Tuesday, December 7, 2010

Why do we write?

I remember going for a day out with my family. We didn't decide a place but it was to be somewhere calm and quiet where we can all sit and eat and enjoy. Around 25 km out of Raipur ( capital of Chattisgarh ) we were on road to a place I still don't know. It was the simplest place I ever visited. Open road covered with high trees on both ends and sunlight trying to penetrate through the thick leaves-covered branches. Lush green fields all around till where the eyes could go. The grass on the roadside was such that it gave you a feeling like you know it's the softest thing you'd ever step foot on.
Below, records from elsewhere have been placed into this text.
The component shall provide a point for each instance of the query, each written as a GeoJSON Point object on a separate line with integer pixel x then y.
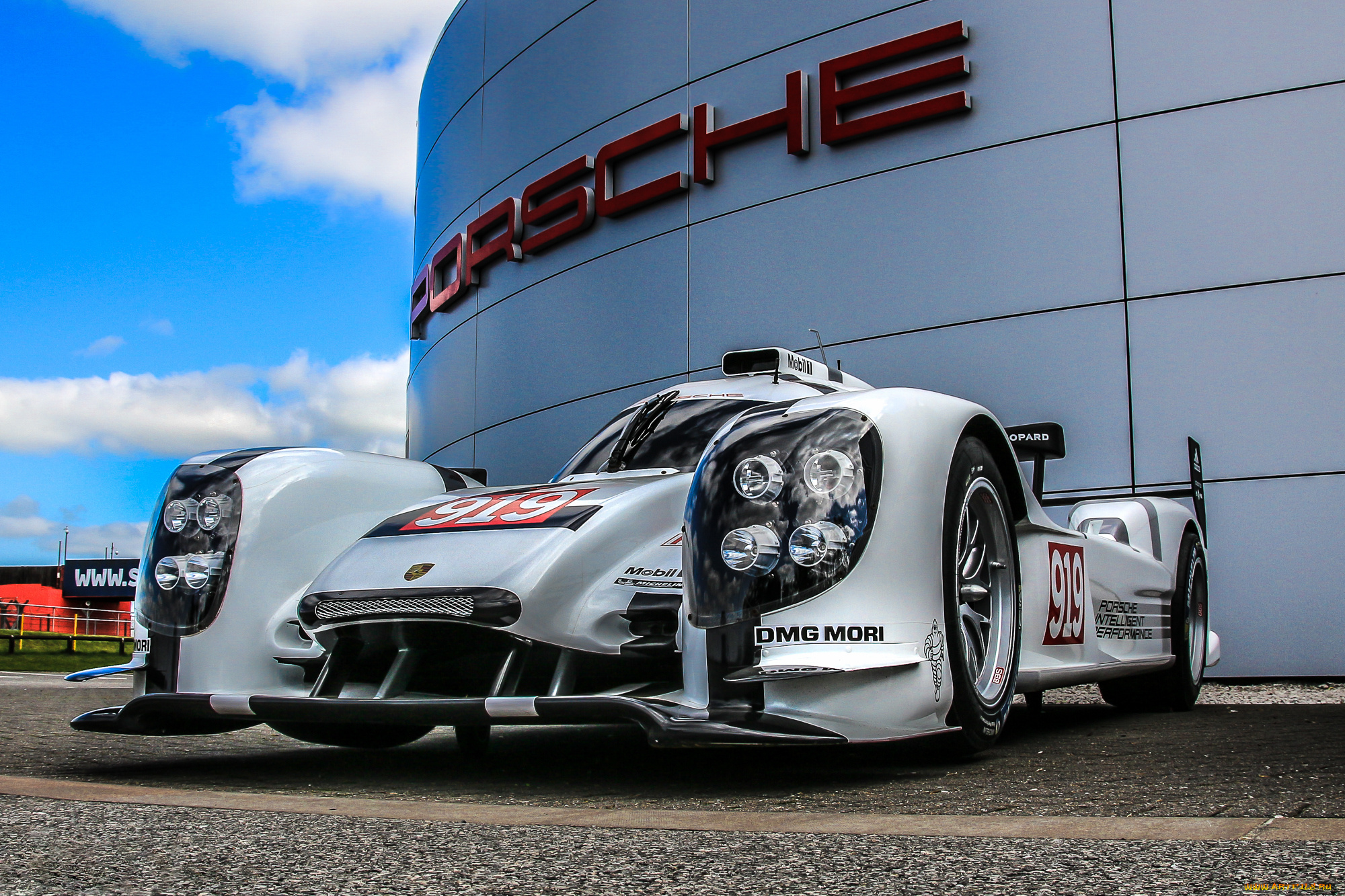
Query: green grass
{"type": "Point", "coordinates": [50, 655]}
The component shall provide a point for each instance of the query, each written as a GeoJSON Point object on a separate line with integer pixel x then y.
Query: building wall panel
{"type": "Point", "coordinates": [1238, 193]}
{"type": "Point", "coordinates": [1196, 52]}
{"type": "Point", "coordinates": [1254, 374]}
{"type": "Point", "coordinates": [1015, 229]}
And all I wanted to do was sit and write. With the open fields moving out of my window I could see myself sitting with my guitar beside and a pen in my hand. I wanted to describe it so beautifully that visiting the place becomes an understatement. I had a smile on my face all the while. The songs played on my ear pieces continuously but I could hardly understand 'em, I was secretly glad that i couldn't hear a word what anyone in the car was saying and later I realised I didn't miss it.
Dad had the A.C. on but seeing how indulged they were in talking I quietly lowered the window glass. And like the fresh cold water, the air splashed my face. It became hard to take the first breath but the moment it touched my insides, I swear to God I lost the track of surroundings, for a while I was cold then quiet and finally relaxed. I never felt so close to myself before.
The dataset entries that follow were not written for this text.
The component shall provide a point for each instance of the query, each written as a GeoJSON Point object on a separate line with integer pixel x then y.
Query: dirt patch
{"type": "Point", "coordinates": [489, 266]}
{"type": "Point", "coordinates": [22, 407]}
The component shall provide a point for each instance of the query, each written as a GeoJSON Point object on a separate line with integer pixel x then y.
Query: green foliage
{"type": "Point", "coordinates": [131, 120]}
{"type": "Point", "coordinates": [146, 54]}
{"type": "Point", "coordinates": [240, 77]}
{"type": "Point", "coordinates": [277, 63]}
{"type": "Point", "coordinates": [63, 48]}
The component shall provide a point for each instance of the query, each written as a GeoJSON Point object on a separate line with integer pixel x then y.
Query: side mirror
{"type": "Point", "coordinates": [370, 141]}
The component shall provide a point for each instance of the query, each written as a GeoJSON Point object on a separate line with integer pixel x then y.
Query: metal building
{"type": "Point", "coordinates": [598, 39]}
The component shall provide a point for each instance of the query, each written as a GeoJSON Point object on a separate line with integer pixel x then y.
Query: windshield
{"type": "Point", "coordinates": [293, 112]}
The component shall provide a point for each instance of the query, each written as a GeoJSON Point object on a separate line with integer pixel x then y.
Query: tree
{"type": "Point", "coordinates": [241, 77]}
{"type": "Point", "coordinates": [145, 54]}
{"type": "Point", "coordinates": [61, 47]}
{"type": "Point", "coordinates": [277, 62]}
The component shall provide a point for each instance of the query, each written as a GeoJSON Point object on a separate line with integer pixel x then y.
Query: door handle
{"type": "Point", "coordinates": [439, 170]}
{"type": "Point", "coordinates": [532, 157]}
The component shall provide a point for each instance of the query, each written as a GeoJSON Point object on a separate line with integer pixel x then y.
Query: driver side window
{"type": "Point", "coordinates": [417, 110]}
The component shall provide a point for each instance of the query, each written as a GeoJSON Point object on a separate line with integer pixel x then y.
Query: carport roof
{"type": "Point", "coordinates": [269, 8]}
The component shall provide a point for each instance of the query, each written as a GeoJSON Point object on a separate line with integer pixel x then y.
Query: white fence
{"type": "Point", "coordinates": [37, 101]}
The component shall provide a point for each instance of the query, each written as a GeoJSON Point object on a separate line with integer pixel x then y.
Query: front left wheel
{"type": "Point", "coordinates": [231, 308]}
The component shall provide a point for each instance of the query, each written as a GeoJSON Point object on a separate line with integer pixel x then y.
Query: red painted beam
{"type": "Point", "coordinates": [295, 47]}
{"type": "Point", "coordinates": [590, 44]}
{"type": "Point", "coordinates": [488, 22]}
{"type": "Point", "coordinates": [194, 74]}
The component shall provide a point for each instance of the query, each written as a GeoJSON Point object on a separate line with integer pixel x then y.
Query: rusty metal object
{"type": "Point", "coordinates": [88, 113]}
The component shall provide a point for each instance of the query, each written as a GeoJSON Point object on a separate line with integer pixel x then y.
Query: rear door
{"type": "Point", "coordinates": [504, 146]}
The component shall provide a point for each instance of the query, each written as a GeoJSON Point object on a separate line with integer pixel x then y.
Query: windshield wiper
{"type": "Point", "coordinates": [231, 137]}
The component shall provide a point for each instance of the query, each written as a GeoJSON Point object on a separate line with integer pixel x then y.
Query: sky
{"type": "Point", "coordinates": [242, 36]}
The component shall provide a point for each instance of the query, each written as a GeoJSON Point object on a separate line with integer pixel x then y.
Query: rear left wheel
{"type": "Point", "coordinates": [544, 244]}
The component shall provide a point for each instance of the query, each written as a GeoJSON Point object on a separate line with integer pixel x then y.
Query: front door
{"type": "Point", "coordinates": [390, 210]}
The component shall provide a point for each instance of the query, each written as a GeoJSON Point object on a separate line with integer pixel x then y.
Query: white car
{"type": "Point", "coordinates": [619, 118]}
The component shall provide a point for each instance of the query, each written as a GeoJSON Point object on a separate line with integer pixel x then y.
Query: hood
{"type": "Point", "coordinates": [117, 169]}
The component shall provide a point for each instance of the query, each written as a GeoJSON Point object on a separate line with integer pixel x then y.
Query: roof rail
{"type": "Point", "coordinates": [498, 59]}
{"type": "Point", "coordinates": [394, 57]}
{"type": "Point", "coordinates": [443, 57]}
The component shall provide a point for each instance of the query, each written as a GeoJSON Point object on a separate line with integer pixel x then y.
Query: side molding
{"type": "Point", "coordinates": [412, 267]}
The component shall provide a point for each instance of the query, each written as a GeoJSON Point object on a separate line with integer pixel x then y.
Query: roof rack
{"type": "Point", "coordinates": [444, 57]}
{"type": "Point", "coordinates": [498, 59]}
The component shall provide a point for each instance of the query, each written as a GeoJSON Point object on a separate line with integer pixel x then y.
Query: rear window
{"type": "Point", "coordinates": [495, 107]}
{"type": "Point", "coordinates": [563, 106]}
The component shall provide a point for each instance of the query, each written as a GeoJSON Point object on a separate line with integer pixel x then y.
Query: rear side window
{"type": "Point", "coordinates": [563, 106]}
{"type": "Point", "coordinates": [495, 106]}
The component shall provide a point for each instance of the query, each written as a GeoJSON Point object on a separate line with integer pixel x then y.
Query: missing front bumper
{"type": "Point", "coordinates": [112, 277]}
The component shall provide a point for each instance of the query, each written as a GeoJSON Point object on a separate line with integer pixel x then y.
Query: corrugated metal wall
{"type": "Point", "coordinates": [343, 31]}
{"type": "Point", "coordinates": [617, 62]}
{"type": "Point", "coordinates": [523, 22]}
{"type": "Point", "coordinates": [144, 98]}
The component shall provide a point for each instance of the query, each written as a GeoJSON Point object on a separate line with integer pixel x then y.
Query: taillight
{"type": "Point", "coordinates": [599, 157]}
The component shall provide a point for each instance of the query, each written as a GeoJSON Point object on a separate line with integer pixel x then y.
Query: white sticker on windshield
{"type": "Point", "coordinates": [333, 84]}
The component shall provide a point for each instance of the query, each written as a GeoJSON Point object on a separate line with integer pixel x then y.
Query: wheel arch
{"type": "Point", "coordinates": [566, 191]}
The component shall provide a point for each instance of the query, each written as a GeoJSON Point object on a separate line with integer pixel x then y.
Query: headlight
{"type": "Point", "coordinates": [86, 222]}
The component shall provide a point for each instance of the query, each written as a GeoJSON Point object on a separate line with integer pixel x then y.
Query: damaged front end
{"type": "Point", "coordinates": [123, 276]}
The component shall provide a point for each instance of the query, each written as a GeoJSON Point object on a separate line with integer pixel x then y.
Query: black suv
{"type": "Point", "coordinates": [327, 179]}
We finally stopped in the middle of no where. It felt to be the kind of place where I belonged. The more I looked around, more words flushed into my mind. I could have done anything for a pen at that moment. Not many would consider it a sane reaction but I believed there are some who would.
Then I realised why I have a blog that I haven't told many about, but still update often. Because I love to write, I love how in 26 letters of the language you can fit everything. At times it becomes so difficult to say certain things out loud but writing takes all emotions out, one at a time. And the best example for this is cell phones, I've always noticed when when you call someone its maximum for 20 mins but texting each other can go on for the entire day.Writing to me is simplest and most romantic way of doing something. I didn't want expert comments or advices or teachings on what I wrote. I did want to learn but all by myself.

So here I am with another post and another smile on my face and slight pride, although I know not many are gonna read this.
But perhaps, this is what makes it so special for me.